An older man and a younger woman stand behind the counter of a bakery as the man explains something to the woman. The man has dark hair and salt-and-pepper stubble and has one arm outstretched toward the counter as he talks. The woman has long dark hair and holds an electronic tablet. Both people wear dark denim aprons. In the foreground, out of focus, is the front counter, on top of which sits a point-of-sale terminal and a plate of cake or bread slices.
Your managers are placed in a leadership role and will be expected to model behavior for the rest of your employees. This extra responsibility should come with extra guidance. — Getty Images/FG Trade

In some ways, your managers are the most important members of your organization. They communicate your business goals to their direct reports, embody your company culture, and hold everyone accountable for meeting their performance metrics.
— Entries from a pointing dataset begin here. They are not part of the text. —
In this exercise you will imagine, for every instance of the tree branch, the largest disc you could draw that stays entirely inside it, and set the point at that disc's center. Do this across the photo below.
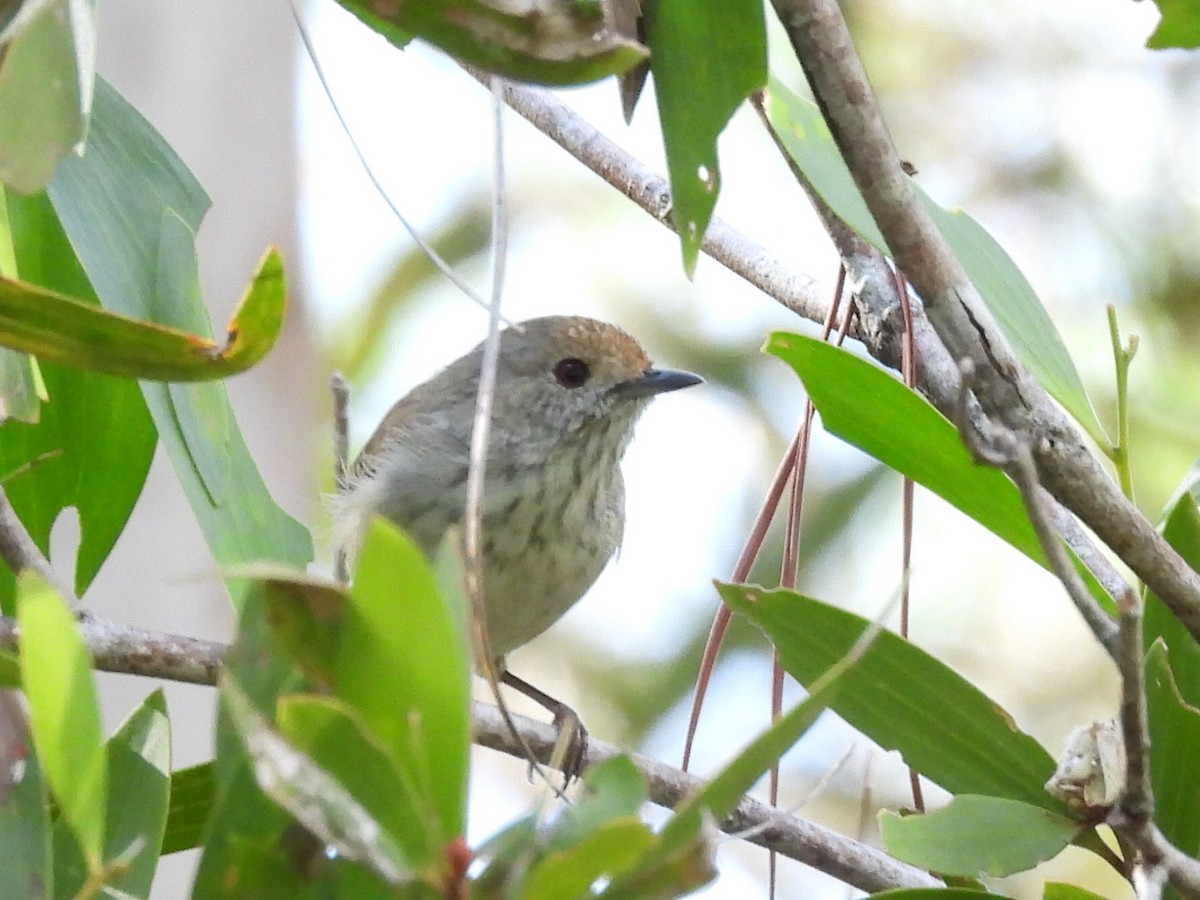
(1007, 393)
(120, 648)
(135, 651)
(879, 306)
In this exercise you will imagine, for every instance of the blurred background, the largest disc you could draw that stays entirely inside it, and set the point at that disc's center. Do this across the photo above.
(1051, 124)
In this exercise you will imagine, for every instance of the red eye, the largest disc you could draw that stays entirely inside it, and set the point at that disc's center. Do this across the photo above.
(571, 372)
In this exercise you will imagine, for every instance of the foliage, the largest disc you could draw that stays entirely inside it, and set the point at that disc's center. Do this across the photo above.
(342, 760)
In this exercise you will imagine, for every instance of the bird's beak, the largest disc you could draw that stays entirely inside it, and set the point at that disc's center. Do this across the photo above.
(658, 381)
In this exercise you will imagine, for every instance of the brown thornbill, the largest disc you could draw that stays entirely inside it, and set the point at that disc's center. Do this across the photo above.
(568, 394)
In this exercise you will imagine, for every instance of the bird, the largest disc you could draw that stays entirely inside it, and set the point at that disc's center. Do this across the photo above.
(568, 394)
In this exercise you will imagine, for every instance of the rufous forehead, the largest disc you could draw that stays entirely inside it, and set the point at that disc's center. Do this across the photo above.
(612, 353)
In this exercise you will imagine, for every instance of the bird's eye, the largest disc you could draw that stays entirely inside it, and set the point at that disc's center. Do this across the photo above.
(571, 372)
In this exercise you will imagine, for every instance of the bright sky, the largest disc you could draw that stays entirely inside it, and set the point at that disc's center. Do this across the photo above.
(699, 463)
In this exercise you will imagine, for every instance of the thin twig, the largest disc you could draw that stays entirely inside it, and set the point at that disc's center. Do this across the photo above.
(835, 855)
(120, 648)
(799, 293)
(341, 393)
(1133, 819)
(877, 318)
(1007, 393)
(1005, 449)
(133, 651)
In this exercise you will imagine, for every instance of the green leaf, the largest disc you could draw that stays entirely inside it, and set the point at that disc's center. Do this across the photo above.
(250, 847)
(10, 670)
(609, 851)
(873, 411)
(47, 66)
(138, 785)
(192, 797)
(64, 714)
(935, 894)
(93, 447)
(557, 45)
(683, 852)
(22, 391)
(615, 789)
(976, 835)
(1003, 288)
(310, 793)
(1173, 693)
(305, 615)
(139, 793)
(1174, 730)
(63, 329)
(707, 58)
(24, 816)
(131, 208)
(402, 663)
(1179, 28)
(904, 699)
(335, 738)
(1059, 891)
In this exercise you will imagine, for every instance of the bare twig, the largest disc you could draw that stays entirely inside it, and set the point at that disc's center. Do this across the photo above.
(804, 295)
(1005, 449)
(21, 553)
(879, 311)
(835, 855)
(1007, 393)
(341, 393)
(1133, 817)
(120, 648)
(135, 651)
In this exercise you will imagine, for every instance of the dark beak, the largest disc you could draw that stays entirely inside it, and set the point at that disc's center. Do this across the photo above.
(658, 381)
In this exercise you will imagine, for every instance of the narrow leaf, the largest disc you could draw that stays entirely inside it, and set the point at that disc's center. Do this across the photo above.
(402, 664)
(47, 66)
(1174, 733)
(93, 447)
(138, 784)
(707, 59)
(64, 713)
(904, 699)
(310, 793)
(139, 793)
(609, 851)
(873, 411)
(25, 823)
(336, 739)
(192, 797)
(552, 43)
(975, 835)
(131, 210)
(1002, 286)
(63, 329)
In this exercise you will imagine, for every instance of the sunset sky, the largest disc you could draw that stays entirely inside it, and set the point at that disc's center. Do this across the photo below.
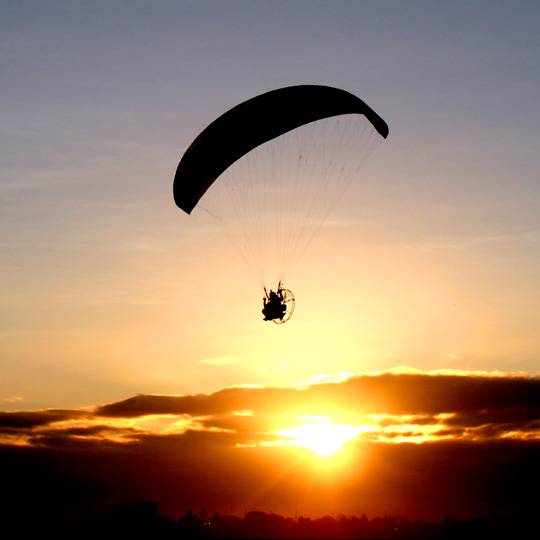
(430, 269)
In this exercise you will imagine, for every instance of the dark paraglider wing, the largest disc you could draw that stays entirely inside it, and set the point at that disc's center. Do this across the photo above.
(254, 122)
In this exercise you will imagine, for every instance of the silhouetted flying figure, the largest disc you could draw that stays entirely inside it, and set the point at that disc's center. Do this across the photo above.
(274, 306)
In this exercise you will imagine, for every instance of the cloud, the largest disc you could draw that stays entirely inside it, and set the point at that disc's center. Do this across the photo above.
(461, 443)
(226, 360)
(11, 399)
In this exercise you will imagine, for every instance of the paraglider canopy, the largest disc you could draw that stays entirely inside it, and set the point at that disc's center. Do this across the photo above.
(254, 122)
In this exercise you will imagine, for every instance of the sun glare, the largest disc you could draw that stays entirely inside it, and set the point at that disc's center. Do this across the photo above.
(324, 437)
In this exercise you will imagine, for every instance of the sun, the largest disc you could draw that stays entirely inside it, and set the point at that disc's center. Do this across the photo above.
(324, 438)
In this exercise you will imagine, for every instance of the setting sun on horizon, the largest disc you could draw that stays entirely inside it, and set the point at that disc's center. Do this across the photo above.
(270, 269)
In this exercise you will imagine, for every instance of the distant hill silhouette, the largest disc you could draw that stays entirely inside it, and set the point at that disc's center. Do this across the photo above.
(141, 519)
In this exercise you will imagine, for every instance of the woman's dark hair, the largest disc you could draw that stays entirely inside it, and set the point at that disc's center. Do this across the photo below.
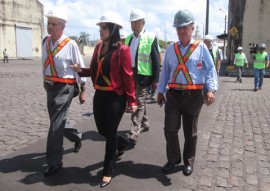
(114, 35)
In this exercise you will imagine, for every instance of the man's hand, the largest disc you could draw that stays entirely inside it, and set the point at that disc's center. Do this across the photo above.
(160, 99)
(76, 67)
(82, 97)
(209, 98)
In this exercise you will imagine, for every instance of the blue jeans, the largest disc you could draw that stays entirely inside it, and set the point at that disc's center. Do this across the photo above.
(258, 74)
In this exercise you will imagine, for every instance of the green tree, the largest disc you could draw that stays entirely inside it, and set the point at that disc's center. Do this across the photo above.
(75, 38)
(84, 38)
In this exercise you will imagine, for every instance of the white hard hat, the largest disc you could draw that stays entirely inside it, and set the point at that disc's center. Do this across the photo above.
(183, 18)
(136, 14)
(57, 13)
(109, 19)
(239, 48)
(123, 35)
(208, 37)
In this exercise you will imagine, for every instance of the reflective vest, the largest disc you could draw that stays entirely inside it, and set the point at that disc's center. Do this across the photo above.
(240, 59)
(182, 66)
(259, 61)
(144, 62)
(50, 63)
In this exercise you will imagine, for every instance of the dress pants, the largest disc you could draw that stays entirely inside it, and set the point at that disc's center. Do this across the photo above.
(139, 118)
(182, 106)
(259, 75)
(109, 109)
(239, 70)
(59, 97)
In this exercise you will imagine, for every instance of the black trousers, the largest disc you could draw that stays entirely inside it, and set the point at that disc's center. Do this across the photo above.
(182, 106)
(109, 109)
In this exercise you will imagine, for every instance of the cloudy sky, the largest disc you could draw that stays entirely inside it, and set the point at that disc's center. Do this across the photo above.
(84, 14)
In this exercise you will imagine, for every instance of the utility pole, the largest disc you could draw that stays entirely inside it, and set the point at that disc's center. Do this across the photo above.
(224, 45)
(207, 17)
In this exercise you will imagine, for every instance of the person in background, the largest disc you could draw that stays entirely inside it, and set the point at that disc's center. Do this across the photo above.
(240, 60)
(215, 52)
(144, 50)
(5, 55)
(186, 68)
(261, 61)
(61, 85)
(111, 74)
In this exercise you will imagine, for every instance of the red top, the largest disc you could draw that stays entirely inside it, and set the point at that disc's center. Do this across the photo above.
(120, 72)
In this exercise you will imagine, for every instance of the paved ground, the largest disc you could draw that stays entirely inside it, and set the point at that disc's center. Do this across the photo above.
(233, 150)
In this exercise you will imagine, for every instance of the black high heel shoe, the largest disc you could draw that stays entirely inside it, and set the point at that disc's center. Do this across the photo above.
(105, 183)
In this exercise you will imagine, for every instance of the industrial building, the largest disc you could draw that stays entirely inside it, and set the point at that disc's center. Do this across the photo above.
(248, 25)
(21, 28)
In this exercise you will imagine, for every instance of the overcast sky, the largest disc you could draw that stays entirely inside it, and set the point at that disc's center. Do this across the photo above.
(84, 14)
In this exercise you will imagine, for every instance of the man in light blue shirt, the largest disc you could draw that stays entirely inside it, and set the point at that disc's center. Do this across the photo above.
(187, 68)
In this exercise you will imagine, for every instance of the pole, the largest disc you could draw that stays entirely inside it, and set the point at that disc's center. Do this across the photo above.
(224, 45)
(207, 17)
(224, 49)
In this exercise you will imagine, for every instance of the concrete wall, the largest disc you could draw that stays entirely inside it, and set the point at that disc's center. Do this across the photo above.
(251, 19)
(27, 13)
(256, 26)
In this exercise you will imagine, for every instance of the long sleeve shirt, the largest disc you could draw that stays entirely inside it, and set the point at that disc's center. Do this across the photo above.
(68, 55)
(204, 73)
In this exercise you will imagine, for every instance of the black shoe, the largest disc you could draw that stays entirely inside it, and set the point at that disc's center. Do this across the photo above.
(52, 169)
(77, 146)
(104, 183)
(188, 169)
(120, 153)
(169, 166)
(144, 129)
(133, 138)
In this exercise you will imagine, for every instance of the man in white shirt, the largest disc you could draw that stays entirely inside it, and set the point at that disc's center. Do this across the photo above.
(61, 85)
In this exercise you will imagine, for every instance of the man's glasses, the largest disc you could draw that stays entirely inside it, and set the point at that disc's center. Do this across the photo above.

Managing your managers takes place on two levels. On the first level, your managers are like any other employee. They need timely and helpful feedback, the right motivation, and resources to perform at their best.

On another level, you need to ensure managers are providing the right support to the rest of your team. This level often involves offering specific leadership development, watching for burnout, and delegating effectively. Here are some of the best ways to support your managers to help them succeed.

Model the leadership you want to foster

Research from Sydney Finkelstein, a Professor at Dartmouth’s Tuck School of Business, revealed an unsurprising trend: People learn how to lead from their bosses. However, it’s not necessarily your weekly one-on-one meetings that provide the leadership blueprint for your managers to follow. Managers (and employees) are taking cues from the way you interact throughout the workweek.

“People are watching all the time,” said Finkelstein in Harvard Business Review. “It’s useful to be deliberate and aware that people are paying attention.”

What does this mean for supporting your managers? Be intentional about delegating, providing autonomy to your managers, and providing positive feedback in public settings. “Give people opportunities to demonstrate their credibility in front of others. When you show that you value someone on your team and their direct reports are watching, it can really help,” said Finkelstein.

Delegate thoughtfully

For many business owners, delegating is a tricky balancing act. On one hand, you want to empower your managers to make decisions that keep the business running smoothly. On the other hand, it can feel challenging to give up control.

Managers are there to literally manage the day-to-day aspects of running a business for you. Empower them to do their job by providing resources, clear metrics, and regular space to work through problems with you. Give them tasks that meet their level of experience and expertise, and resist the urge to micromanage. “Respect their position as manager and allow them to task their teams and set deliverables,” wrote Entrepreneur.

[Read more: 7 Effective Ways to Delegate Tasks to a First-Time Manager]

Give people opportunities to demonstrate their credibility in front of others.

Sydney Finkelstein, Professor of Management at Tuck School of Business, Dartmouth College

Provide opportunities for leadership development

Not everyone feels confident directing others. Beyond modeling the style of leadership you want to see, offer formal and informal training opportunities. There are many different styles of leadership, so ask each manager what type of training would work best for them: a formal course, mentorship, apprenticeship, individual coaching, or something else.

Bart Turczynski, the Director of Content and SEO at ResumeLab, said in SHRM, "I currently have six managers who report to me. Each has a distinct personality and style, so I try to tailor my approach to each of them." Turczynski uses personality assessments to understand his managers’ different leadership styles and hone his coaching appropriately.

[Read more: 9 Leadership Training Programs for Managers]

Watch for signs of burnout

Many business owners now recognize the importance of work-life balance and taking care of their employees’ mental health. However, managers are often overlooked in this consideration. Middle managers are now twice as likely to quit their jobs as individual contributors.

One way to combat burnout is to foster connections between your different managers. “Mid-level leaders are neither workforce nor executive, so their roles are, by nature, ambiguous and fluid,” wrote Fast Company. “For them, leadership is truly lonely. OC Tanner tells us that fostering this sense of connection increases the odds of your culture thriving by 18X.”

Set up happy hours, lunches, and networking opportunities to give your managers a chance to connect with one another. Make sure you’re also hiring enough managers at the right level to ensure one manager doesn’t have too much on their plate at once. And involve your managers in all initiatives you set up to improve your company culture.